Polak claimed, in Antigua’s case, there is very strong evidence about what took place and who is involved but he is not confident that lawmen here will be able to handle the matter fairly because of political influence.
“The evidence is already there. All it needs is proper investigations. Whether that is going to happen in Antigua, with political pressure, we are not so confident of that. The police in Antigua needs to be able to operate outside of political influence.
“This is a major international crime which started in Antigua and they have the evidence,” he told Observer.
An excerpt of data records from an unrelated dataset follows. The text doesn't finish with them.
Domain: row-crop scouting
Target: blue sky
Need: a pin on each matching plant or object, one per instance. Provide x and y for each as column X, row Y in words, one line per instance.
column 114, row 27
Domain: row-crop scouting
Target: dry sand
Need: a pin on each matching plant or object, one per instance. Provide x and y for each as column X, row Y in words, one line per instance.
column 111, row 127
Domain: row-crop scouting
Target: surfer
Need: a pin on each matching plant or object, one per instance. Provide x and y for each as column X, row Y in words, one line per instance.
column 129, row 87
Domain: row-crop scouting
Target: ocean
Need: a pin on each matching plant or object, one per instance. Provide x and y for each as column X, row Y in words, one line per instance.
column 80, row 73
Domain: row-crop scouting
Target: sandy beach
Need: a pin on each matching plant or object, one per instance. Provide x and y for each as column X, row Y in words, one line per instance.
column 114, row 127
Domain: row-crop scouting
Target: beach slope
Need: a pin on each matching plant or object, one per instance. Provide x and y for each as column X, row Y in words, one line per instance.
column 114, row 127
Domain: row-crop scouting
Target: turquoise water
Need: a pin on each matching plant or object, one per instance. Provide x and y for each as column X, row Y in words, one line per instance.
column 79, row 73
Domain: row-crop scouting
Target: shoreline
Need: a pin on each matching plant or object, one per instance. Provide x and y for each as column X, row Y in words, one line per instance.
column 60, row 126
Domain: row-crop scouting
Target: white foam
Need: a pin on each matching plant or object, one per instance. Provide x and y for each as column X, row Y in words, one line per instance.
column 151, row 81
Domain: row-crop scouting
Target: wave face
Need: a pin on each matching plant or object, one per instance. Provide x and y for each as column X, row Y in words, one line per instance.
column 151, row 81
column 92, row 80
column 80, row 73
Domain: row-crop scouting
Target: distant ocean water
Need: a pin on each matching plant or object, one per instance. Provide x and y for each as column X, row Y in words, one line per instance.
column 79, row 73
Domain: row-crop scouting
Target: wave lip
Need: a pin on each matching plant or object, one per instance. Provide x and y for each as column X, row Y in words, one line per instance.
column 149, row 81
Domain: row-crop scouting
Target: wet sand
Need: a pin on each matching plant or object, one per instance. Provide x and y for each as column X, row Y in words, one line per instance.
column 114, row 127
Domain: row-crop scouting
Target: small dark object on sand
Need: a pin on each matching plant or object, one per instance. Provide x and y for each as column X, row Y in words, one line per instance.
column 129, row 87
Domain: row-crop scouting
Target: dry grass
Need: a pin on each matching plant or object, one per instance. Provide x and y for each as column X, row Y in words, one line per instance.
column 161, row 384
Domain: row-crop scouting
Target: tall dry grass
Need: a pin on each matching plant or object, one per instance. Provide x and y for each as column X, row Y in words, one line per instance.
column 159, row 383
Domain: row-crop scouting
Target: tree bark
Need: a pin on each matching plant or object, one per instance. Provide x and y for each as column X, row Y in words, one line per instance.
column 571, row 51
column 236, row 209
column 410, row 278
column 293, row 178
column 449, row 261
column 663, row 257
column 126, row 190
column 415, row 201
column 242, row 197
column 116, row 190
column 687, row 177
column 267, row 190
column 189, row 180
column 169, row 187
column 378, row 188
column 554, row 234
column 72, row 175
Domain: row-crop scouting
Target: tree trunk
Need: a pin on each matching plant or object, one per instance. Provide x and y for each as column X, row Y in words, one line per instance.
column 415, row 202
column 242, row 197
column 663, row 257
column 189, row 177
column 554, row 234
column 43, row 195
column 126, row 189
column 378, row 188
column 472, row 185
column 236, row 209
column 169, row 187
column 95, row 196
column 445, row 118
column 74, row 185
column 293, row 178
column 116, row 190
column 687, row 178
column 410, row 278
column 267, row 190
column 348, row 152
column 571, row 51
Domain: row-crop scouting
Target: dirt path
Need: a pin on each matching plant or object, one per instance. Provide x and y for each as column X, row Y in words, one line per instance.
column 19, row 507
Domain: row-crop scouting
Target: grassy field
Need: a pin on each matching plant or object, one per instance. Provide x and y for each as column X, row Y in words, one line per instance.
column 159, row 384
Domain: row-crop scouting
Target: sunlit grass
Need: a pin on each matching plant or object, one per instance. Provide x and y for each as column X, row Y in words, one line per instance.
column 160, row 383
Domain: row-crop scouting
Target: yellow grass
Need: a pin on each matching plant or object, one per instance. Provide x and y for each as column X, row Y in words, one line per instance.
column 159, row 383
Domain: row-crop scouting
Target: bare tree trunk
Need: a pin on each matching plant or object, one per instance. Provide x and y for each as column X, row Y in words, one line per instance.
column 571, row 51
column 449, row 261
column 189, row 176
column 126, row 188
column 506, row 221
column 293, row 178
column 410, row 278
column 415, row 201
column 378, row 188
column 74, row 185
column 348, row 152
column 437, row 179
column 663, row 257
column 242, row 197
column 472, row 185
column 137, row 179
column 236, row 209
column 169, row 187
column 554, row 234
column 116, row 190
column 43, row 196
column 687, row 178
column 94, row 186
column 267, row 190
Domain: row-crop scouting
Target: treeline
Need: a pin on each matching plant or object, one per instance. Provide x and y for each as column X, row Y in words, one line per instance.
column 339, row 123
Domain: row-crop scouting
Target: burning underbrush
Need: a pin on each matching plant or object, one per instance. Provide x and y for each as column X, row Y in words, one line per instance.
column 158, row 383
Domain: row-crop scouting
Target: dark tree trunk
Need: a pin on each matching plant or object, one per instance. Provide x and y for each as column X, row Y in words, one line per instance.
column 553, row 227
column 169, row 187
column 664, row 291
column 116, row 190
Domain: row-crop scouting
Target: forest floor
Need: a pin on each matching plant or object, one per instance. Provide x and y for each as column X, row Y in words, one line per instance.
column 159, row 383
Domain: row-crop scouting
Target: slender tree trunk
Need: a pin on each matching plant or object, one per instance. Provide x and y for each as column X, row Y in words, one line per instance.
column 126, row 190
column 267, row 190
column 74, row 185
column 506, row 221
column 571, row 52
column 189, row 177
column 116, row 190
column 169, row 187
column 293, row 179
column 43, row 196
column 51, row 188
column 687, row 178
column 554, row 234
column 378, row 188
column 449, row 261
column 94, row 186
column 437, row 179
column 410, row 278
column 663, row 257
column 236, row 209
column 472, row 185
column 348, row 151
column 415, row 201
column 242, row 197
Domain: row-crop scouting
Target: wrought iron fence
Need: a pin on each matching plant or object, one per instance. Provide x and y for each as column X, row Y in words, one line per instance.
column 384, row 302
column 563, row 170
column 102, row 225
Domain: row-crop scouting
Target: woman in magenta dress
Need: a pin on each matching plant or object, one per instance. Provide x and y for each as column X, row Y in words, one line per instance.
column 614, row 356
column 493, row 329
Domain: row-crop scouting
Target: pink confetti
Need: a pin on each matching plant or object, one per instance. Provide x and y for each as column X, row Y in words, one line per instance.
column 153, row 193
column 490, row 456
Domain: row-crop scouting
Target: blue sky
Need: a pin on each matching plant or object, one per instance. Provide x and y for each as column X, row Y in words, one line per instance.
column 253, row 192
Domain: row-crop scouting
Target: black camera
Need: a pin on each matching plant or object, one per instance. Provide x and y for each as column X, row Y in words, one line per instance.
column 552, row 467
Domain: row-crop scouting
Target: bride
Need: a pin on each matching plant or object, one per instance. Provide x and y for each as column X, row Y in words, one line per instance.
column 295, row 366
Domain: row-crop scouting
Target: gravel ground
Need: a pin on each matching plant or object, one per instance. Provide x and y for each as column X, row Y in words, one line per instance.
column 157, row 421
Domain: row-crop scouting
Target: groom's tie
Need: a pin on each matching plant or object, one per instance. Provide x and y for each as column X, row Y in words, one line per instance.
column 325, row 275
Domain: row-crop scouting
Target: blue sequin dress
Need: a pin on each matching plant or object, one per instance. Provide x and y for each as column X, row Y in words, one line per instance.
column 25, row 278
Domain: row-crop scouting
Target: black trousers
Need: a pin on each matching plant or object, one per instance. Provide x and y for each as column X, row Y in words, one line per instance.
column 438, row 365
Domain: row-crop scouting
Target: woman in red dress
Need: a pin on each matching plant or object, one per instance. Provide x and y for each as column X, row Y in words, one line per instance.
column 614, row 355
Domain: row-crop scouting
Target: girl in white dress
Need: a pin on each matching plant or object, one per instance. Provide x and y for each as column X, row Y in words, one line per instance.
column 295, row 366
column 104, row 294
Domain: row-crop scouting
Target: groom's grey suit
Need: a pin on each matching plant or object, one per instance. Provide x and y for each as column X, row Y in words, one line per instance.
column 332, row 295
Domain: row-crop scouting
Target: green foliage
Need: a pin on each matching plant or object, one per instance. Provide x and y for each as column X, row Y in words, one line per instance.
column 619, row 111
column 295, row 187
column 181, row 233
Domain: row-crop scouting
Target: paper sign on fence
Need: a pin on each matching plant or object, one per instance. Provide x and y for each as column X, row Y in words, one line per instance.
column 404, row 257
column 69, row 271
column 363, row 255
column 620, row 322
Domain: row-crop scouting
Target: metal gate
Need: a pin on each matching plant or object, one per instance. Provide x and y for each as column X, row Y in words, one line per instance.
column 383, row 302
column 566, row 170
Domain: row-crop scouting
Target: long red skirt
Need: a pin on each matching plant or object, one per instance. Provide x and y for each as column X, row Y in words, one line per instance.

The evidence, according to the renowned attorney, includes the hiring of an Airbnb with a jetty and a dummy run in April.
“There are all kinds of evidence about what happened on that day and who was involved, when they left the island and with whom they travelled. There was a dummy run in April where the same journey was made by the exact same individuals. The Antiguan authorities have that evidence; all we need them to do is properly investigate what is going on,” he said.
A spokesman for the Antigua and Barbuda police declined to comment.
Polak is more confident about the process in the UK, since according to him, “it doesn’t matter where the crimes take place, the English courts have jurisdictions to try them”.
He said, “In the UK, those crimes include war crimes, genocide and torture. We trust the process to be done properly in the UK.”
On Friday, the Dominica High Court denied bail to Choksi who is facing a charge of illegal entry into the country, deeming him to be a flight risk.
Choksi is due back before the magistrates’ court today on that charge.
He remains under police custody as a patient at the Dominica-China Friendship Hospital where he is under observation for various ailments.